Never give Aspirin to your dog without consulting with your vet first.
Cold and Cough Medications
Most OTC cold and cough medicines contain decongestants, which aren’t safe for dogs. If your dog is coughing a lot, schedule a vet visit. It could be a sign of respiratory infection or another serious health issue.
Benadryl, Claritin, and Zyrtec
These are all common antihistamines that are usually considered safe for dogs suffering from allergy symptoms/reactions. The dosage is different for dogs than humans. So don’t simply follow the directions on the back of the box and call it a day. In general:
- Benadryl: 1 milligram (mg) for every pound of bodyweight.
- Claritin: According to Valley Vet Hospital, a safe dosage is 5 mg daily if less than 15 lbs; 10 mg daily (or 5 mg twice daily) if 15-39 lbs; 10 mg twice daily if over 40 lbs
- Zyrtec: Only use plain Zyrtec (cetirizine) and avoid Zyrtec-D due to potentially serious side effects! According to Pet Coach, the dose for dogs is approximately 0.5 mg per pound 1-2 times per day, not to exceed 20 mg per dose. That means:
- 5 lb. dog = 2.5 mg, or 1/2 of a 5 mg tablet
- 10 lb. dog = 5 mg, or one 5 mg tablet
- 20 lb. dog = 10 mg, one 10 mg tablet or two 5 mg tablets
- 50 lb. dog = 20 mg, two 10 mg tablets
- 100 lb. dog = 20 mg, two 10 mg tablets
Always consult with your vet about the proper dosage for your dog first. Side effects may include drowsiness or hyperactivity.
Note: Make sure your OTC allergy medicine only contains an antihistamine. Avoid anything that contains decongestants.

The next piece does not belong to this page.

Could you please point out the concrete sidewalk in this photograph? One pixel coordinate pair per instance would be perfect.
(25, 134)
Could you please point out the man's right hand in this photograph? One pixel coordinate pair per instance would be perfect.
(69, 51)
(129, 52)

While prolonged/severe digestive upset and gastrointestinal problems should be treated by your vet, there are OTC “human” medicines that are considered safe for dogs with minor tummy upset. If your pooch gets into the trash or scarfs down your dinner when you’re not looking and is left with a little tummy ache, ask your vet what the best option is for your furkid!
Whenever I hear someone mention Pepto-Bismol, I immediately think of that bubblegum pink bottle. Well, turns out the stomach-settling medicine packed inside that bright pink container is considered safe for most dogs going through a bout of stomach upset, diarrhea, and vomiting. Experts recommend 1 teaspoon for every 10 pounds of body weight every 6-to-8 hours. If your dog experiences diarrhea after a few doses, stop the medication and call your vet.

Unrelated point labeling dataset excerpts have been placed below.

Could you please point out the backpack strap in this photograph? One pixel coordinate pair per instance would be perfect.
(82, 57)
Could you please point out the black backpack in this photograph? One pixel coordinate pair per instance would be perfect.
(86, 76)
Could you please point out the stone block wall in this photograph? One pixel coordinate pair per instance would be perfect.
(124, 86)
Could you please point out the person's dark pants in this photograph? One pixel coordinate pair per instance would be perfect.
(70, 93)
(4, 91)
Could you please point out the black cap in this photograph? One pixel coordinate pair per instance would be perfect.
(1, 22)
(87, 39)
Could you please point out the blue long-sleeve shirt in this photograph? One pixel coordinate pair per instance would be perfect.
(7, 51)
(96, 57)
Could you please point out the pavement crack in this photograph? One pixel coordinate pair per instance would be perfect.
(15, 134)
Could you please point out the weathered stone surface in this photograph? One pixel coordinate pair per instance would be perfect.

Imodium is an OTC medicine that helps relieve diarrhea by slowing down movement in the intestines. This allows the intestinal walls to better absorb water and electrolytes and prevents food from moving through the intestines too quickly. It’s considered safe for most dogs with a minor bout of diarrhea. But there are some important things to know before giving your dog Imodium.
First things first, certain breeds are overly sensitive to Imodium. They include herding breeds, like Collies, Shelties, and Australian Shepherds. Additionally, if your dog suffers from liver disease, kidney disease, Addison’s disease, or any medical conditions … or is taking other medications … then don’t give your dog Imodium. Again, always consult with your vet!
According to PetMD:
“Your vet may recommend a different dose (or different treatment altogether), but something along the lines of 0.1 mg/kg of Imodium given twice a day is typical. If you do the math, this means that a ten-pound dog might receive a dose of 0.4 mg of Imodium while a dog who weighs 50 pounds could be given around 2 mg. Imodium tablets contain 2 mg of the drug and should only be given to larger dogs. Liquid Imodium is typically available in a concentration of 1 mg/5 mL (0.2 mg/mL), so it’s a better choice for smaller dogs.”

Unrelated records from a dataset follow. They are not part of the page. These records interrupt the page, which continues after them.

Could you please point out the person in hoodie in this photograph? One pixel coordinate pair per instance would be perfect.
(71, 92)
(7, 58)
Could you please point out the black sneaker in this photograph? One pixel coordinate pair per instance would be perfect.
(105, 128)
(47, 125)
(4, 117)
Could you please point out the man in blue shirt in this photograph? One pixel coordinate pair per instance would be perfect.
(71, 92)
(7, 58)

Talk to your vet about proper dosing for your dog’s unique needs.
Famotidine (Brand name: Pepcid)
This OTC medication is used to reduce stomach acid production for conditions such as acid reflux, gastrointestinal ulcers, and inflammation in the stomach. It is safe for most dogs. Vets recommend using cautiously in geriatric dogs, and dogs suffering from certain diseases.
Typically, the dosage is one original strength 10-milligram tablet for a 20-pound dog, given on an empty stomach every 12-to-24 hours.